"I have 50 guys who will kiss me like that"

No wonder New York is such a goldmine for Hollywood! You don't have to know Brooklyn or Italians in Brooklyn, and you don't have to know about Marlon Brando, but maybe it's better if you do. Now, if only the large and small screen stories could read as well as Chris Hedges' story on Sabasto F. Catucci, an incredibly successful businessman who began as a trucker on the Brooklyn docks.

The best "scenes" are these:

He is a rich man now. He has a big house in Westchester and seven Mercedeses, a Harley-Davidson motorcycle and a summer house in Spring Lake, N.J. He and his second wife, Lorraine, make their own wine. He employs more than two dozen of his relatives among his 1,000 or so employees. He has the rounded, bulky build of a man who has spent a lifetime lifting weights. He has the flashy diamond pinky ring, with his initials in diamonds, that speaks of success. And he is proud: of his company, of America, of the largely Italian-American neighborhood around the docks and of a new treatment he is undergoing for baldness.

. . . .

He grew up in a world in which bravado and fists often resolved disputes. He was thrown out of his Roman Catholic high school for hitting one of the brothers who taught him. And he did not make it through public high school because of "the same thing."

"I had a run-in with a teacher," he said, taking a drag on a slim cigarillo. "I picked him up by his throat."

. . . .

Later, seated in a small Italian restaurant where he goes to eat three days a week with several of his employees, he announced over a glass of red wine that he could take on anyone at the table. No one disagreed. As he spoke, Guy D'Anna, 36, a waiter who also works for him as a longshoreman, came up and kissed him.

"Without Sal," he said, using Mr. Catucci's nickname, "we would all be out on the street."

Mr. Catucci beamed.

"I run my company like a family," he said, as he sat with his arm around Mr. D'Anna's waist. "They got a problem, I got a problem."

. . . .

He does not want to take his companies public. He likes to make decisions with speed, without going to committees and boards that can stymie decisions for months. And he trusts his three sons, his brother, his nephews, two brothers-in-law and his son-in-law to keep an eye on every aspect of the business.

. . . .

He could retire, he said. He has made enough money. He loves his home and said he had just put in 200 tomato plants.
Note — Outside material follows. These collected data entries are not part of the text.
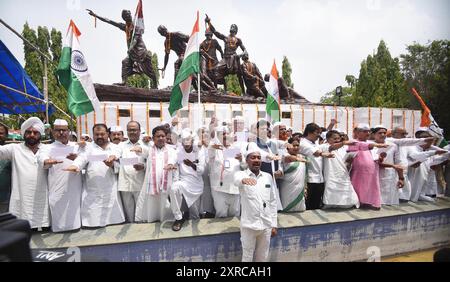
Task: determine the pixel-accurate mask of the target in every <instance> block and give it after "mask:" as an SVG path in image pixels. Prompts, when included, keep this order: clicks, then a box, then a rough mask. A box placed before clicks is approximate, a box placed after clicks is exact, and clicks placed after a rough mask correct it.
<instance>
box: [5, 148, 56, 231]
mask: <svg viewBox="0 0 450 282" xmlns="http://www.w3.org/2000/svg"><path fill="white" fill-rule="evenodd" d="M43 147H45V145H43V144H40V145H39V150H42V148H43ZM38 154H39V151H38V152H37V153H36V154H34V153H33V152H32V151H31V150H30V149H29V148H28V147H27V146H25V144H24V143H21V144H8V145H4V146H0V159H3V160H10V161H11V165H12V177H11V199H10V204H9V212H10V213H12V214H13V215H15V216H17V217H18V218H20V219H25V220H28V221H29V222H30V225H31V228H39V227H48V226H50V219H49V206H48V184H47V171H46V170H45V169H44V168H43V167H42V166H39V164H38Z"/></svg>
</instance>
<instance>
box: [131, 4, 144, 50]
mask: <svg viewBox="0 0 450 282" xmlns="http://www.w3.org/2000/svg"><path fill="white" fill-rule="evenodd" d="M144 29H145V25H144V12H143V11H142V0H139V1H138V6H137V7H136V13H134V29H133V35H132V37H131V38H134V35H135V34H136V33H137V34H141V35H142V34H144ZM131 42H133V39H132V40H131ZM130 45H132V44H130Z"/></svg>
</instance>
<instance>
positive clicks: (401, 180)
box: [397, 179, 405, 189]
mask: <svg viewBox="0 0 450 282" xmlns="http://www.w3.org/2000/svg"><path fill="white" fill-rule="evenodd" d="M404 186H405V181H404V180H402V179H399V180H398V181H397V188H398V189H402V188H403V187H404Z"/></svg>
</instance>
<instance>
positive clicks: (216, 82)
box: [88, 10, 303, 101]
mask: <svg viewBox="0 0 450 282" xmlns="http://www.w3.org/2000/svg"><path fill="white" fill-rule="evenodd" d="M88 11H89V15H91V16H93V17H95V18H97V19H99V20H101V21H103V22H106V23H108V24H111V25H113V26H115V27H118V28H119V29H121V30H123V31H124V32H125V34H126V39H127V47H128V56H127V57H126V58H125V59H124V60H123V61H122V83H121V85H126V83H127V79H128V78H129V77H130V76H131V75H133V74H145V75H147V76H148V77H149V78H150V79H151V80H152V82H153V83H152V84H151V85H152V88H157V79H156V74H155V70H154V69H153V67H152V60H151V52H149V51H147V49H146V47H145V44H144V41H143V40H142V34H143V30H139V29H136V31H135V26H134V24H133V20H132V17H131V13H130V11H128V10H123V11H122V19H123V20H124V21H125V23H118V22H114V21H112V20H109V19H107V18H104V17H101V16H98V15H97V14H95V13H94V12H92V11H91V10H88ZM205 25H206V26H207V28H206V32H205V37H206V39H205V40H204V41H203V42H202V43H201V44H200V81H201V82H200V83H201V90H202V91H207V92H208V93H211V92H217V90H218V85H223V87H224V90H225V93H228V89H227V83H226V79H225V78H226V77H227V76H228V75H236V76H237V79H238V81H239V86H240V88H241V93H243V94H244V96H248V97H254V98H256V99H258V100H259V101H264V100H265V99H266V97H267V95H268V92H267V89H266V87H265V81H266V82H268V80H269V76H268V75H266V76H264V77H263V76H262V74H261V72H260V70H259V69H258V67H257V66H256V64H255V63H253V62H251V61H250V60H249V54H248V52H247V49H246V48H245V46H244V44H243V42H242V40H241V39H240V38H238V37H237V33H238V26H237V25H236V24H232V25H231V27H230V33H229V35H224V34H222V33H220V32H218V31H217V30H216V28H215V27H214V26H213V24H212V23H211V19H210V18H209V17H208V15H206V18H205ZM158 32H159V34H161V36H163V37H165V41H164V52H165V56H164V66H163V67H162V68H160V69H158V70H159V71H161V73H162V75H163V76H164V74H165V71H166V67H167V64H168V62H169V57H170V53H171V51H174V52H175V54H176V55H177V56H178V58H177V60H176V61H175V63H174V70H175V74H174V80H175V79H176V76H177V73H178V70H179V69H180V67H181V64H182V63H183V59H184V53H185V51H186V44H187V42H188V40H189V36H188V35H186V34H183V33H181V32H169V31H168V29H167V28H166V27H165V26H163V25H160V26H158ZM213 36H215V37H217V38H218V39H220V40H222V41H223V44H224V49H222V47H221V45H220V44H219V42H218V41H217V40H216V39H214V38H213ZM238 48H240V49H241V50H242V52H243V53H242V54H238V53H237V50H238ZM217 52H219V53H220V56H221V59H220V60H219V59H218V57H217ZM241 60H242V62H241ZM193 86H194V88H195V89H198V86H197V81H196V80H194V83H193ZM278 86H279V87H278V88H279V90H280V98H281V99H282V100H284V101H295V99H302V98H303V97H302V96H300V95H299V94H298V93H297V92H295V91H294V90H293V89H292V88H289V87H288V86H287V85H286V83H285V81H284V79H283V78H282V77H281V76H279V81H278Z"/></svg>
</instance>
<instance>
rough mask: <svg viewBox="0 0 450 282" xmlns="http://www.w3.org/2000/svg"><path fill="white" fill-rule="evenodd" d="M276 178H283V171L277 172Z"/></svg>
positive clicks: (275, 174) (278, 170)
mask: <svg viewBox="0 0 450 282" xmlns="http://www.w3.org/2000/svg"><path fill="white" fill-rule="evenodd" d="M274 176H275V178H276V179H279V178H282V177H283V172H282V171H281V170H277V171H275V173H274Z"/></svg>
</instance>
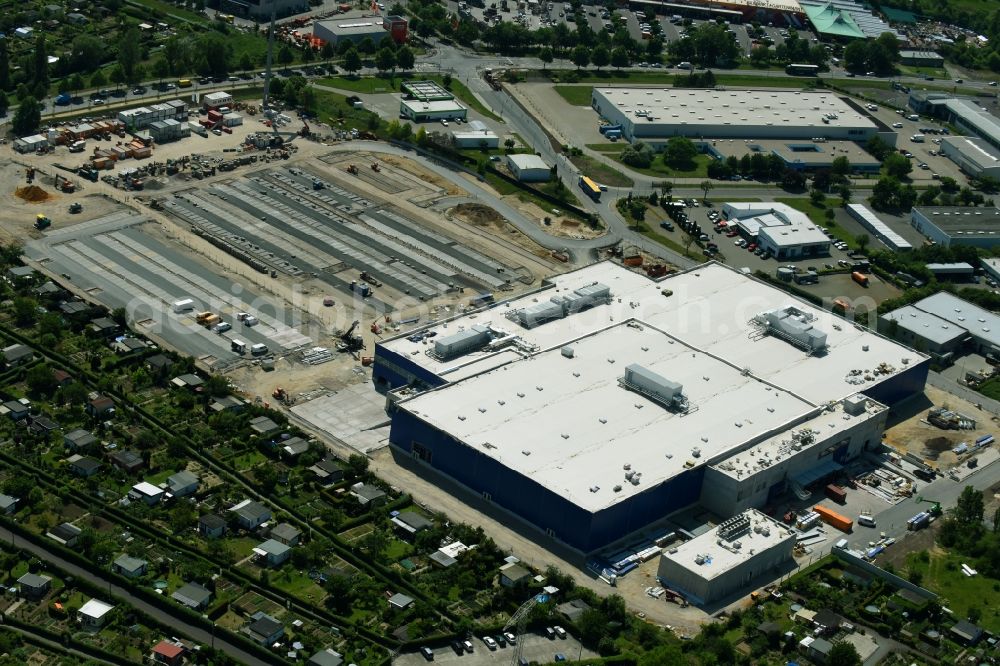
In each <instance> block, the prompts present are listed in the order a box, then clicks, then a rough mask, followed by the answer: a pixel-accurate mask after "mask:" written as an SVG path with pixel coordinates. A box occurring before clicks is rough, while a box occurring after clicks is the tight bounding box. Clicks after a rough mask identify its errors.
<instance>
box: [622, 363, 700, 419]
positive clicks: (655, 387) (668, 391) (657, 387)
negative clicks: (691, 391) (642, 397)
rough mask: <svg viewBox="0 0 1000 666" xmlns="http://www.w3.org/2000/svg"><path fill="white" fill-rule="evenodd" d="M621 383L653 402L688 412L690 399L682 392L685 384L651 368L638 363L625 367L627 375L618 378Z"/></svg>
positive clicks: (622, 386) (633, 363)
"I have 20 animals," he said. "I used to have 150. I had sheep, goats, cows, ducks, geese and chickens. Now I have 2 horses, 2 cats, one goat, 2 ducks and 15 geese. I love animals. I love looking out the picture window and watching them graze. It is like some people who like to look at the lights and people on 42nd Street."

But he will never retire, he says.

"I have 50 guys who will kiss me like that," he said, when Mr. D'Anna left. "It's not the money. It's the power trip."